Creating global object vs. storing it as sysdata.rda

mauro_lepore · November 21, 2017, 9:47pm

My question is about style. Skimming through code in the tidyverse package, I was surprised to see the code chunk below. I had expected that any non-exported object would be saved in sysdata.rds.

Why is "core" defined in this way versus stored in sysdata.rds?
Is it because it is simple enough to be created in place, and because this way the code becomes more readable?

From: https://github.com/tidyverse/tidyverse/blob/master/R/attach.R

core <- c("ggplot2", "tibble", "tidyr", "readr", "purrr", "dplyr", "stringr", "forcats")

core_loaded <- function() {
  search <- paste0("package:", core)
  core[search %in% search()]
}

jimhester · November 21, 2017, 10:22pm

The first principle should always be what is the most readable / maintainable. Here the data is a short vector that is easily readable in one line so it makes sense to just include in inline with the rest of the code.

If the data was very long or was rectangular, maybe sysdata.rda would be used, but in simple cases it is best to keep the data as close to the code as possible.

Also note if you are using sysdata.rda the extension is .rda, not .rds. the file an image file generated with save() not a data set file saved with saveRDS().

mauro_lepore · November 22, 2017, 3:48pm

Thanks for helping me develop a sense of style! And thanks for noting my mistake above (not sysdata.rds but sysdata.rda).

Would this alternative be acceptable? [My goal here is to avoid "core" being a global variable, that might unexpectedly conflict somewhere else]

get_core <- function() {c("ggplot2", "tibble", "tidyr", "readr", "purrr", "dplyr", "stringr", "forcats")}

core_loaded <- function() {
search <- paste0("package:", get_core())
get_core()[search %in% search()]
}

nick · November 22, 2017, 3:56pm

How would it unexpectedly conflict if it's not exported from the package? Changing something into a function doesn't make it less likely to conflict; core and get_core are both objects that shouldn't conflict if they aren't exported.

mauro_lepore · November 22, 2017, 4:11pm

Thanks Nick! You make me realize that I should have clarified that I was thinking about conflicts within the package (which might cause bugs and indirectly affect users too). I had in mind this quote:

"Anything you can do with global data, you can do better with access routines. The use of access routines is a core technique for implementing abstract data types and achieving information hiding."
--"Code Complete (Developer Best Practices)" by Steve McConnell Code Complete (Developer Best Practices) - Kindle

In this particular case, I believe that the intent of the code is not to hide but to expose information -- that is, to make obvious what the content of "core" is.

nick · November 22, 2017, 4:53pm

The general point about get_core and core both being objects still applies, however. In R, a function is essentially a "global" (for the relevant namespace) variable that happens to work as a function.

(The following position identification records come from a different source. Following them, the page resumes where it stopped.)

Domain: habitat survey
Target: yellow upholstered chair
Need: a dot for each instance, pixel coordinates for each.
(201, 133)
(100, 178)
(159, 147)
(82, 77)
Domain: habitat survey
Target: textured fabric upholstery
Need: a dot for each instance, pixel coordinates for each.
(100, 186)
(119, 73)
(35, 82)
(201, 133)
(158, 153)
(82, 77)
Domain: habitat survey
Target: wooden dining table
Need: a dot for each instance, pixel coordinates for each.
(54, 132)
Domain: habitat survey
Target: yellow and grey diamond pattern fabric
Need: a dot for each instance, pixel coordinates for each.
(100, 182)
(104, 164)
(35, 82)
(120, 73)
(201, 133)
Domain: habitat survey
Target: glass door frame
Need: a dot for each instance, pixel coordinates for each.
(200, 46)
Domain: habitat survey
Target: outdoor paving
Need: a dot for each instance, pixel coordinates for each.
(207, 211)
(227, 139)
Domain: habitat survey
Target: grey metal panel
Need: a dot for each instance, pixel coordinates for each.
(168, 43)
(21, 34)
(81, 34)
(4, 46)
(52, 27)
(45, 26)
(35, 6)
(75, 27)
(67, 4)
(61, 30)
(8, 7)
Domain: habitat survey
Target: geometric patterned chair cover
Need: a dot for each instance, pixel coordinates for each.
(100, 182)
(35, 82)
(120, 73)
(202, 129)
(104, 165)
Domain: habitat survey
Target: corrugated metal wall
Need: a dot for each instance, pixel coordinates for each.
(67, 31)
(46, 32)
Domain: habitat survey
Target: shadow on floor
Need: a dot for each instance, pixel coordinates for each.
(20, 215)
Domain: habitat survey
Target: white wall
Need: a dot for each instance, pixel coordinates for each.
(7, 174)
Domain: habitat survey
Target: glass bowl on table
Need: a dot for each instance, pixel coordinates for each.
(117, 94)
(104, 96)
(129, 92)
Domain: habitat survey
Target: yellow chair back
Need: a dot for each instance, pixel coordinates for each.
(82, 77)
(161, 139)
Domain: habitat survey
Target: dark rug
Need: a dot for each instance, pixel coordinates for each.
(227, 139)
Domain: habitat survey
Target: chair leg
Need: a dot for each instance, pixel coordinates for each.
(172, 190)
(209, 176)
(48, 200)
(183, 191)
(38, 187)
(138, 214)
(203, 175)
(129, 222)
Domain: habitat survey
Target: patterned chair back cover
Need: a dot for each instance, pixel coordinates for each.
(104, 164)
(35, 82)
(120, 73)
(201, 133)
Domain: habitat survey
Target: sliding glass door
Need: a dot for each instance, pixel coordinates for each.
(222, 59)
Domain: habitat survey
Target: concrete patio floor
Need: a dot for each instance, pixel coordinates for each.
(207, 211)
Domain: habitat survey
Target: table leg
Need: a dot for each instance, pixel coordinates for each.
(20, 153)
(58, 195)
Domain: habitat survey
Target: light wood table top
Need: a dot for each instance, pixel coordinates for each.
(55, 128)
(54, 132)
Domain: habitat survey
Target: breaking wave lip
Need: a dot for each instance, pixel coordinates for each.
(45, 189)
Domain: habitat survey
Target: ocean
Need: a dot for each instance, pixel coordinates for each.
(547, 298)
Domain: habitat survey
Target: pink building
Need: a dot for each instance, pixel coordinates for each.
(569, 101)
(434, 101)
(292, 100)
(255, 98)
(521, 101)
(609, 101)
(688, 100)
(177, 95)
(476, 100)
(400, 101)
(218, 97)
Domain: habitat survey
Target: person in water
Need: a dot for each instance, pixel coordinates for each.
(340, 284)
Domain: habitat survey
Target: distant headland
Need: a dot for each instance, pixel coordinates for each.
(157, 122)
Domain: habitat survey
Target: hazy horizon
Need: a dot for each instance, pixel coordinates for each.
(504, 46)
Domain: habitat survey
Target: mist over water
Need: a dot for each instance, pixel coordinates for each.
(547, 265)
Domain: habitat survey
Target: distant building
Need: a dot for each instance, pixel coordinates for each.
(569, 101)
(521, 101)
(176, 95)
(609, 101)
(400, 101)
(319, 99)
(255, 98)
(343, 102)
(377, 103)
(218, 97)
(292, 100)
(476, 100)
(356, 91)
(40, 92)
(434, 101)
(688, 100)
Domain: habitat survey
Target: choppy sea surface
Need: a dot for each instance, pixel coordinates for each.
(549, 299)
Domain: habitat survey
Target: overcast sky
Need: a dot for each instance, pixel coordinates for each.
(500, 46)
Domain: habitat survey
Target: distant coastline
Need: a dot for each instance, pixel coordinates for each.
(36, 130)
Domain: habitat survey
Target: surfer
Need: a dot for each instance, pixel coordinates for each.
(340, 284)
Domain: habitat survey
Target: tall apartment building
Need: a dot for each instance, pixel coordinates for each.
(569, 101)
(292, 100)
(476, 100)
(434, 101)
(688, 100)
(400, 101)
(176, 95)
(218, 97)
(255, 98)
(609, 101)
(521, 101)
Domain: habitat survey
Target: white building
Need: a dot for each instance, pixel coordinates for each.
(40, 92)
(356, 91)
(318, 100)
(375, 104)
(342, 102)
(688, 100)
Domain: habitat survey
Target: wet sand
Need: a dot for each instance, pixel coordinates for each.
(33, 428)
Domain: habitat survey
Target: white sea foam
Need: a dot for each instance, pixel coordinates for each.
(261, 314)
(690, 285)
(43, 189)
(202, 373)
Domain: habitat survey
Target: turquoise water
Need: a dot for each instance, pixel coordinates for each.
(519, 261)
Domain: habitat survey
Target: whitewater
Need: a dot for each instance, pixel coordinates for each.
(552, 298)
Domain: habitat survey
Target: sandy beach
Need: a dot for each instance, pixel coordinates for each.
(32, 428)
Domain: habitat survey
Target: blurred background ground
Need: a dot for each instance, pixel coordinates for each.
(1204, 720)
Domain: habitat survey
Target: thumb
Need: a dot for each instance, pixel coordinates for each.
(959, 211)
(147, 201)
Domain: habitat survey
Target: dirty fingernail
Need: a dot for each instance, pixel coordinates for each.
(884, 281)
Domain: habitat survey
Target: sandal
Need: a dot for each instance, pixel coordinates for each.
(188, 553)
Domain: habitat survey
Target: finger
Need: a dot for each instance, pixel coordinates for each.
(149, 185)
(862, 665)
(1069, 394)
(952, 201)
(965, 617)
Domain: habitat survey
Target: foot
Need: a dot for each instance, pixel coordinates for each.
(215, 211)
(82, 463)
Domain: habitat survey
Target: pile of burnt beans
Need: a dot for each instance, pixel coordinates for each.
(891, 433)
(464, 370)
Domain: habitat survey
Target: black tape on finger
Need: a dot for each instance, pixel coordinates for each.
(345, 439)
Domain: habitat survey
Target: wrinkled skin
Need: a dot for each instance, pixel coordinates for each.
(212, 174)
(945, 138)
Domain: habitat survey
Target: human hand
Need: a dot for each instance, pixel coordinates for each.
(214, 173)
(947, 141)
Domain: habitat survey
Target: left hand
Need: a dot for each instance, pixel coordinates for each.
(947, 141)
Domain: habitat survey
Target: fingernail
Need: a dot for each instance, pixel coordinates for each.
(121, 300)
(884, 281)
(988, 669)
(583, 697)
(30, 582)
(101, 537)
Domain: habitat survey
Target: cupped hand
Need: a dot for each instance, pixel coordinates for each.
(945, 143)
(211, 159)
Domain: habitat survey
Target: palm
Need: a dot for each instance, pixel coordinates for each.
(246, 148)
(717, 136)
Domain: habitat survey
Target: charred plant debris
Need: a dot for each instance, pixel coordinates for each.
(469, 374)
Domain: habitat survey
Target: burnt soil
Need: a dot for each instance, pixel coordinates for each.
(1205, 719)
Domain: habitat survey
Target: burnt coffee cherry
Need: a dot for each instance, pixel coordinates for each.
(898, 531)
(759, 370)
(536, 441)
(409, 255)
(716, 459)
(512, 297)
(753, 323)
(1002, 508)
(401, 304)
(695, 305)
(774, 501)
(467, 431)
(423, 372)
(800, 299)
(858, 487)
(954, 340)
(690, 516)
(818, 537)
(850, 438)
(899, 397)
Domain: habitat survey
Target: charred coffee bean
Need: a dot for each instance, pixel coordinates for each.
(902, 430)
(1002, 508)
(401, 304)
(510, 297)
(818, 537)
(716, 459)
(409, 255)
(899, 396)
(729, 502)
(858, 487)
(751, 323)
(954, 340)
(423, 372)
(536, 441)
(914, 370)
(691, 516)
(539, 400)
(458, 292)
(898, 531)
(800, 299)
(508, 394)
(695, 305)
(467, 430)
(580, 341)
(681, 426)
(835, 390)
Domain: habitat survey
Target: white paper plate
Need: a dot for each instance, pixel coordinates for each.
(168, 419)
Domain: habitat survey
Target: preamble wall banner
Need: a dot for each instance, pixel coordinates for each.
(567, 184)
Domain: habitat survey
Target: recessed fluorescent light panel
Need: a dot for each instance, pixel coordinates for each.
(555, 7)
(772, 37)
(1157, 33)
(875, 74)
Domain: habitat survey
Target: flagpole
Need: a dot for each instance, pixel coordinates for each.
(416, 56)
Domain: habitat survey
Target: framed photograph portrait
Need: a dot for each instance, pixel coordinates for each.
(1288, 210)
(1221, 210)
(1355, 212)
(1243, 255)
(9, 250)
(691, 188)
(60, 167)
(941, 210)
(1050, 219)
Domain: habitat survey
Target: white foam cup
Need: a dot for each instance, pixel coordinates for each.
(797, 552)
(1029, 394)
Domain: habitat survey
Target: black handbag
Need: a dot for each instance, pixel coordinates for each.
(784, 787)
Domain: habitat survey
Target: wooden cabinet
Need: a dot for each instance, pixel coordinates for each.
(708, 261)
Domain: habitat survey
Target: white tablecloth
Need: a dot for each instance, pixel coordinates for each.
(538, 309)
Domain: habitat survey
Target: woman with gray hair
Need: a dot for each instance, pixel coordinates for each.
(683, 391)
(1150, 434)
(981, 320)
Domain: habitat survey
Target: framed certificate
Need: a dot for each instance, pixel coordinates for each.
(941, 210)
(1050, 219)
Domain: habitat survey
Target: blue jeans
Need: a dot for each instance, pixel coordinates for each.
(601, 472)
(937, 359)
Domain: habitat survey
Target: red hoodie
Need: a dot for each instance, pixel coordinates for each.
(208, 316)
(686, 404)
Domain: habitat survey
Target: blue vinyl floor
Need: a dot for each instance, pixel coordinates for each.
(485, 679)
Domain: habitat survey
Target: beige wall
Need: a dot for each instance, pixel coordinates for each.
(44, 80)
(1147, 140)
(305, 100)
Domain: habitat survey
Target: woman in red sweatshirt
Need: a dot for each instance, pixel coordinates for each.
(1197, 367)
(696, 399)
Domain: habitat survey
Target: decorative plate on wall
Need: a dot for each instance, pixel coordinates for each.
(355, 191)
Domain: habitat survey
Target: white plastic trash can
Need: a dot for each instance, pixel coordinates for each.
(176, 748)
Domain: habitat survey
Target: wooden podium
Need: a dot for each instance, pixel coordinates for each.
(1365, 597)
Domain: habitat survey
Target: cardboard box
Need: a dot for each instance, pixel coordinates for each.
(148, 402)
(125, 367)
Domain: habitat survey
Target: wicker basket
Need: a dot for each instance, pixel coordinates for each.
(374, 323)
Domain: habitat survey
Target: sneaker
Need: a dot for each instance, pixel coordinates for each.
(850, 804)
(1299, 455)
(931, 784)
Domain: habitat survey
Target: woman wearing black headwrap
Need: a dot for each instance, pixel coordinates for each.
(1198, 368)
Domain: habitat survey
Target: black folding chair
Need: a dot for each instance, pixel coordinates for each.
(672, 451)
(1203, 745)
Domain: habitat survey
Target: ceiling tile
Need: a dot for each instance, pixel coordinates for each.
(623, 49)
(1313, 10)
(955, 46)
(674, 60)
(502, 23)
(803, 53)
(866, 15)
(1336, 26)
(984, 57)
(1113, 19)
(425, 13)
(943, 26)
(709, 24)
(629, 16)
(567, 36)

So I could redefine get_core later in the code, and R wouldn't complain -- unlike in many standard compiled languages, which is where I suspect that best practice comes from. The package writer has to keep track of what is pre-existing and avoid reusing it, or if it is redefined within a function, not forget that it has been redefined.

Now, if tidyverse:::core was being modified within the functions, that would be a bigger problem. In this case, you can almost treat it as a C-style preprocessor macro definition, as it never changes after creation.